SGLT2i, Pioglitazone, and Ketone Production in T1D

Description

The purpose of this research study is to investigate the effects of Dapagliflozin and Pioglitazone in the body – specifically, on liver glucose production, breakdown of fat, and ketone production in Type 1 Diabetic patients treated with insulin. Subjects with type 1 diabetes mellitus (T1DM) can’t make insulin because their pancreas doesn’t work properly. This means they need insulin injections to control their blood sugar. But using insulin can sometimes cause low blood sugar and weight gain, making it harder for insulin to work and requiring higher doses. Finding other medicines that can help lower blood sugar in people with T1DM and can be used along with insulin would make it easier to manage their blood sugar.
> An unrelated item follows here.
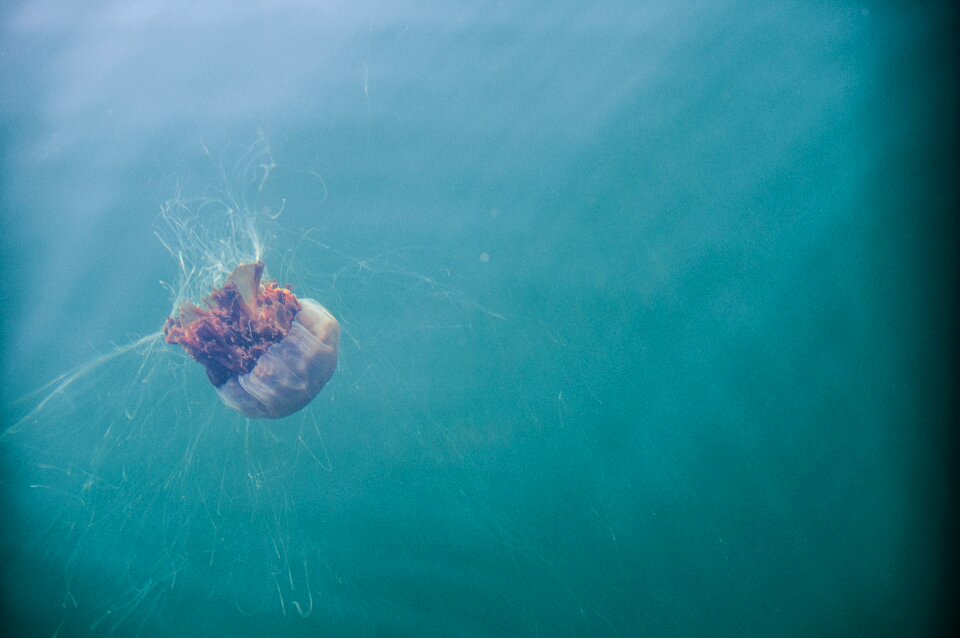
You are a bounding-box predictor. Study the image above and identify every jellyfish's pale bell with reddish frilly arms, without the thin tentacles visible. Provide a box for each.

Dapagliflozin is in a class of drugs known as Selective Glucose Cotransporter 2 inhibitors (SGLT2i) and has been shown to effectively lower blood sugar concentration in type 1 diabetes mellitus (T1DM) patients. These drugs lower blood glucose levels by preventing or reducing the re-absorption of glucose in the kidneys. This results in the release of glucose into the urine. At the same time, Selective Glucose Transporter 2 Inhibitor (SGLT2i) drugs stimulate glucose production by the liver, which helps compensate for the loss of glucose into the urine. Also, the use of dapagliflozin in patients with type 1 diabetes was associated with increased risk of ketoacidosis. Ketoacidosis is a serious condition that occurs when the body produces high levels of ketones, leading to increased acidity in the blood. Pioglitazone is in a class of thiazolidinediones and is commonly used to treat high blood sugar levels caused by type 2 diabetes. The investigators believe that the addition of pioglitazone, to dapagliflozin will prevent the risk of ketoacidosis associated with dapagliflozin, and will cause a large reduction in plasma glucose concentration in type 1 diabetes (T1DM) patients.